What is the fastest way to read text file using julia

Question

I had a hard time using Julia to read a large text file (968MB, 8.7 million rows). Each line is like:

0.3295747E+01   0.3045123E+01   0.3325542E+01   0.1185458E+01  -0.4827727E-05  -0.1033694E-04   0.3306459E-03

I used parse.(Float64, split(line)) to convert every line to numbers.

function openfile()
    datafile = open("data.dat","r")
    lines = readlines(datafile)
    close(datafile)
    lines
end

function parseline(lines::Array{String})
    for line in lines
        zzz = parse.(Float64, split(line))
    end
end

import Base: tryparse_internal
function myreadfile(str::String, T::Type, dlm=' ', eol='\n')
    row, clm, bg, ed = 0, 0, 0, 0
    data = Array{T}(undef,0)
    isnu0, isnu = false, false
    for (idx, chr) in enumerate(str)
        isnu = false
        (chr != eol && chr != dlm) && (isnu = true)
        if isnu0 == false && isnu == true
            bg, isnu0 = idx, true
        end
        if isnu0 == true && isnu == false
            ed, isnu0 = idx-1, false
            push!(data, tryparse_internal(T, str, bg, ed))
        end
    end
    isnu == true && (push!(data, tryparse(T, str[bg:end])))
    data
end

@time lines = openfile()
@time parseline(lines)
using DelimitedFiles
@time readdlm("data.dat")
@time myreadfile(read("data.dat",String), Float64)

and got

  3.584656 seconds (17.59 M allocations: 1.240 GiB, 28.44% gc time)
 78.099010 seconds (276.14 M allocations: 6.080 GiB, 1.50% gc time)
 52.504199 seconds (185.93 M allocations: 3.960 GiB, 0.53% gc time)
 46.085581 seconds (61.70 M allocations: 2.311 GiB, 0.28% gc time)

Compare with fortran code

call cpu_time(start)
open(10, file="data.dat",status="old")
do i=1, 8773632
    read(10,*) a, b, c, d, e, f, g
end do
call cpu_time(finish)
print '("Time = ",f6.3," seconds.")',finish-start

Which is Time = 14.812 seconds.

It seems Julia spends much longer time doing the same thing. Is there a better way to convert string to float? split and parse are so slow.

Answer 1

As the comment says above, the fastest is most likely the readdlm function. That will return a Matrix which is most likely what you want.
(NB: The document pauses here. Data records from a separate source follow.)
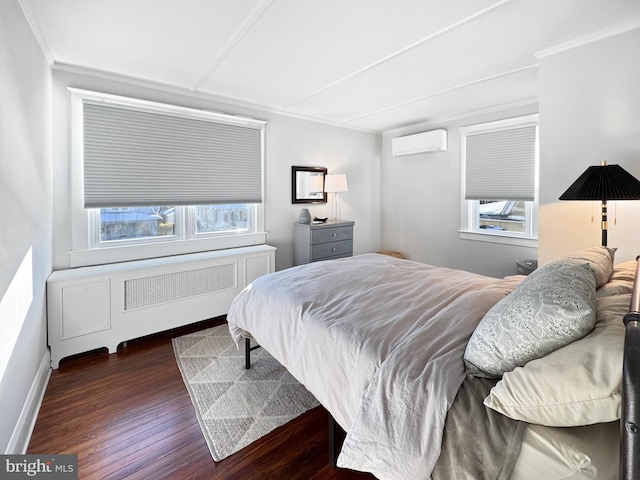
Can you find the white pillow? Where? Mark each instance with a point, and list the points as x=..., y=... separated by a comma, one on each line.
x=552, y=307
x=579, y=384
x=600, y=259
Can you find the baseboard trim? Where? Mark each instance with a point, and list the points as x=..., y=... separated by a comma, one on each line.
x=19, y=441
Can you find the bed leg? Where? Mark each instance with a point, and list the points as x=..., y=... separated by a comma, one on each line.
x=332, y=441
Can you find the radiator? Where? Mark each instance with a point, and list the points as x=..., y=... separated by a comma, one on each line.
x=103, y=306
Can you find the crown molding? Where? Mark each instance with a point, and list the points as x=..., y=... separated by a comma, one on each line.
x=27, y=10
x=587, y=39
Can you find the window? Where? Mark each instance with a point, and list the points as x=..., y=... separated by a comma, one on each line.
x=152, y=179
x=499, y=178
x=122, y=226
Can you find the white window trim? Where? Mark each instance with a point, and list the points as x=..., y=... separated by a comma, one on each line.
x=468, y=214
x=82, y=253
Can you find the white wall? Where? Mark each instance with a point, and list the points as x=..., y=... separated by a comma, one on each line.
x=421, y=205
x=589, y=111
x=25, y=229
x=289, y=141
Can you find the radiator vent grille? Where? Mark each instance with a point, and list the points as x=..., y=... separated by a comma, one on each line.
x=153, y=290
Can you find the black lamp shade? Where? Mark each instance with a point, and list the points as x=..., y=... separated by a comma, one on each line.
x=604, y=182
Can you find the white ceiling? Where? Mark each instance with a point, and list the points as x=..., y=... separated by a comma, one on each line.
x=369, y=64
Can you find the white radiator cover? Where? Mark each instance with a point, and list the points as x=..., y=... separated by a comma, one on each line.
x=103, y=306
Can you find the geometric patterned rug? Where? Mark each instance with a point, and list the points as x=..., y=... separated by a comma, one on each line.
x=236, y=406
If you do want to do it by hand it's usually better to read through the file and process it line by line, instead of storing everything in big intermediary objects. Memory reads and writes are slow. Something like

ret = open("data.dat","r") do datafile
    [parse.(Float64, split(line)) for line in eachline(datafile)]
end

It's probably not faster than your last line anyway though.